Under the label Smartshares, the NZX has grouped three "exchange traded funds" that it runs: TENZ, MIDZ and MOZY.
TENZ and MIDZ have been trading on the stock exchange for several years, although the NZX has now bought MIDZ from stockbroker ABN Amro Craigs.
MOZY is, however, new. You can invest in it via an initial public offering between August 23 and September 17, or via the stock exchange after late September.
All three are index funds, which hold the shares in a market index. TENZ, for example, tracks the NZSX 10 Index of the ten biggest shares. Telecom is biggest in the index and also in TENZ. Next come Carter Holt Harvey, Contact Energy and so on.
MIDZ tracks the NZSX MidCap Index of the 11th through 50th biggest shares. And MOZY will track the S&P/ASX MidCap 50 Index of the 51st through 100th biggest Australian shares.
Investing in index funds is an easy way to get into a wide range of companies. And that diversity is good. If some shares do badly, others will probably do well.

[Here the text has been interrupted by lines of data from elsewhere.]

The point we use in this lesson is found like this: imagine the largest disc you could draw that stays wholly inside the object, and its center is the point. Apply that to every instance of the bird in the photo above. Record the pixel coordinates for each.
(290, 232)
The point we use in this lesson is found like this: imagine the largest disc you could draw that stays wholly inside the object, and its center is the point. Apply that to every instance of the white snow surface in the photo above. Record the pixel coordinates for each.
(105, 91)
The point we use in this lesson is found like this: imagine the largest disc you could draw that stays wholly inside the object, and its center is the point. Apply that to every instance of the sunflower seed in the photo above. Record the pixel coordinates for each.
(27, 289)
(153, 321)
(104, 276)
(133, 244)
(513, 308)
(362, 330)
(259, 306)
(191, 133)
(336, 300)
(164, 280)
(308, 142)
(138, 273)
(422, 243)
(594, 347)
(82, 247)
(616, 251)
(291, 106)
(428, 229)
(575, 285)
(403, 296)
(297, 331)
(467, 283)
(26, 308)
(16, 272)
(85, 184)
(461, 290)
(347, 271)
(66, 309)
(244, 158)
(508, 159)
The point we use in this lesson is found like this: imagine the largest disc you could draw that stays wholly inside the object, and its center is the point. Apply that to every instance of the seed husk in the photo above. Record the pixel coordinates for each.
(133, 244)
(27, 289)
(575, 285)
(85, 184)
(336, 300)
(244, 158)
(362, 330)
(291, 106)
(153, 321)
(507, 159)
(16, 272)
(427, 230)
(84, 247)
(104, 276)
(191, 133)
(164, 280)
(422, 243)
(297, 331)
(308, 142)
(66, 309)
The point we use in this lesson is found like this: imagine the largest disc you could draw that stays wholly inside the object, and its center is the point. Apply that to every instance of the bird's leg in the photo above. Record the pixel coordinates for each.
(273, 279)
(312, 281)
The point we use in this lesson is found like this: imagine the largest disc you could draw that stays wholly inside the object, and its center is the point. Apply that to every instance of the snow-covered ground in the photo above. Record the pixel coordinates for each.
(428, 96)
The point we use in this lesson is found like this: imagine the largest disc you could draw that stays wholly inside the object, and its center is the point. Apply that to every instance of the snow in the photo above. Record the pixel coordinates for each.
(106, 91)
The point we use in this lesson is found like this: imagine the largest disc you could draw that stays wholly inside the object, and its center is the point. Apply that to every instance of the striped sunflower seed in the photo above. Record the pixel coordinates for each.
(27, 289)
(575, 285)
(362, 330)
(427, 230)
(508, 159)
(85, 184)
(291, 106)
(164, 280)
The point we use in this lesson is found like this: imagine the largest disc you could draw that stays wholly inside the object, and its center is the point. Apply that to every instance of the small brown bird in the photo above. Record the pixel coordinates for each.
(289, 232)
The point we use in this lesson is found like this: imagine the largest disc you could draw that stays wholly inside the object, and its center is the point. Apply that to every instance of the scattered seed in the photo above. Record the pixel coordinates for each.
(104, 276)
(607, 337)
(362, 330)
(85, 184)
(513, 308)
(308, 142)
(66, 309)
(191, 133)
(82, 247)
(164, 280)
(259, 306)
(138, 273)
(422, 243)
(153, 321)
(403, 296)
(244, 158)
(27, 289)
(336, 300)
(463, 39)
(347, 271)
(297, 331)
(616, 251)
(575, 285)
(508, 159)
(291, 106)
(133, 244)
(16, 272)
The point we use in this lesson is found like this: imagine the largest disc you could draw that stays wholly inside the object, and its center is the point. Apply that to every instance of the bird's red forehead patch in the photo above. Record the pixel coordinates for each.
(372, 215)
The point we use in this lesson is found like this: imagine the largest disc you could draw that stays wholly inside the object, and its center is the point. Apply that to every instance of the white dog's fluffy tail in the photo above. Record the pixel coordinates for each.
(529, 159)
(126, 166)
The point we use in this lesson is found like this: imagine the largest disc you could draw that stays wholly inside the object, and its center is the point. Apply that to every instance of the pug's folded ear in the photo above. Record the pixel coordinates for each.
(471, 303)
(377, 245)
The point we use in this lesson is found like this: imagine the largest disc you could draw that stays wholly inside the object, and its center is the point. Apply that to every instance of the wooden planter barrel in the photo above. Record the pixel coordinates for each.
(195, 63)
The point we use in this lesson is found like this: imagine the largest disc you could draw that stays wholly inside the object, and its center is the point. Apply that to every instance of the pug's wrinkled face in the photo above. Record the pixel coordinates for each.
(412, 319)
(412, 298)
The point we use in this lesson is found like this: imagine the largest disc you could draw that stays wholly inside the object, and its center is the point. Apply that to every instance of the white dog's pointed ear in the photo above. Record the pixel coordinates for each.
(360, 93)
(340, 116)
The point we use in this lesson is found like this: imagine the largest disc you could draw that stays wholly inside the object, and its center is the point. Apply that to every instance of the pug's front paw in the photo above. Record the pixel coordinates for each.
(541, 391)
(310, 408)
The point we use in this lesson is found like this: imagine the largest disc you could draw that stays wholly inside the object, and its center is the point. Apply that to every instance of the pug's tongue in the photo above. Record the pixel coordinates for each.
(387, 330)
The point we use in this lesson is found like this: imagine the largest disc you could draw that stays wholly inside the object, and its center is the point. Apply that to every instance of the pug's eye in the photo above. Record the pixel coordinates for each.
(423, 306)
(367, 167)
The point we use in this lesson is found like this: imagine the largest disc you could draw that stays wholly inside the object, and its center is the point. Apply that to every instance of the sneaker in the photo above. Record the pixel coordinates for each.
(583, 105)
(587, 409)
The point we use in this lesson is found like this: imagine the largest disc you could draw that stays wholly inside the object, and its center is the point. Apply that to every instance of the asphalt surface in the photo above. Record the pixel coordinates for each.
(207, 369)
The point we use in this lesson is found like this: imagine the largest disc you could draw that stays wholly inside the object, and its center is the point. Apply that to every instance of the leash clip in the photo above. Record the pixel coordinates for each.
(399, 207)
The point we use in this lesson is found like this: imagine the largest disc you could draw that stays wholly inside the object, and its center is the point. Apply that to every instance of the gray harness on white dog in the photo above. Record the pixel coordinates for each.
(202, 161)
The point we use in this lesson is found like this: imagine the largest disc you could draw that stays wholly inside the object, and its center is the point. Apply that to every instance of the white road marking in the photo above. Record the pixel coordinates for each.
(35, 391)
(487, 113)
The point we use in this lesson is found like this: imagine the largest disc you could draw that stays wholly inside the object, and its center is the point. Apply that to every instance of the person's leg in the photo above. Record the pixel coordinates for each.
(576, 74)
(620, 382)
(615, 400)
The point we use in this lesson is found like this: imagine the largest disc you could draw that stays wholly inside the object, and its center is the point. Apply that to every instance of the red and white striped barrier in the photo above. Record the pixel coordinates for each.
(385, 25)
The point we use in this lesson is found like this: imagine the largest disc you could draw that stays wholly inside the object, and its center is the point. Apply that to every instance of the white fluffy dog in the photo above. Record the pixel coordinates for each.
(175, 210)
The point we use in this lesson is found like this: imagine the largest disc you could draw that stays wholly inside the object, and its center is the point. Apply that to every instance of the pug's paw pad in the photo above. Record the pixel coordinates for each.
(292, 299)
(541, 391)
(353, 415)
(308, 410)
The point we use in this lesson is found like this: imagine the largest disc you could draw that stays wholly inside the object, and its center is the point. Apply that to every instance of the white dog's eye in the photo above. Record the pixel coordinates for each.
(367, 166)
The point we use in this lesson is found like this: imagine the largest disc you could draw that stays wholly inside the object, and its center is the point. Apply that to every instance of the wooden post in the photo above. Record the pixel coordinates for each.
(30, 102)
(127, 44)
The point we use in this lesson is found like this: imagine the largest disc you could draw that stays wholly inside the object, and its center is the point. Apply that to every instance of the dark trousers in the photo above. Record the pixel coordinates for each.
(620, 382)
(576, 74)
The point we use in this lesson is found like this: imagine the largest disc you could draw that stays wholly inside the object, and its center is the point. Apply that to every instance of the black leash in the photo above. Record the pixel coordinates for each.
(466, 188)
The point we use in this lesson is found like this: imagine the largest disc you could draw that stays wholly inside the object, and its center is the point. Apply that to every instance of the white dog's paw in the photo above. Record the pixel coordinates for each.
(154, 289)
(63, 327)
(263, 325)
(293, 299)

There are two other index funds listed on the stock exchange but not run by NZX: AMP Capital Investors' WiNZ (international shares) and Tower's Tortis Ozzy (guess where!). There are also several that aren't listed, but are run like non-index share funds, usually called "active" funds.
All index funds, listed or not, have some distinct advantages over active share funds:
- They are cheaper to run, so their fees are lower.
This is largely because they don’t pay people to decide which shares to buy and sell. Also, they trade less, so they save on brokerage.
- They perform better than most active share funds - especially after fees.
An index fund always performs as well as the market sector covered by its index - minus a little for management costs. MIDZ, for example, performs about as well as the middle market.
In any year, half the active funds in that sector will perform better than average, and half worse.
But the following year, many will move from good to bad or the reverse. Over time, only a few active funds keep outperforming. And, given that they charge relatively high fees, even fewer outperform after fees.
If we knew in advance which active funds would do best, we should invest in those. But we don't. Sticking with an index fund - which we know will come perhaps a quarter of the way down - is better than going for top spot but ending up last.
For the above two reasons, I have invested in index funds since I lived in the US in the 1980s, and have never regretted it.
But in New Zealand, index funds have another advantage over actives. They don't pay tax on their capital gains.
Over many years, this can make a huge difference. In some scenarios, after 30 years you could accumulate more than twice as much in a tax-exempt fund, all else being equal.
That seals it for me.
Like all share investments, index funds are too volatile for short-term investing. But if you've got ten years or more - and you're sure you won't pull out early when the fund drops in the shorter term - they are a great idea.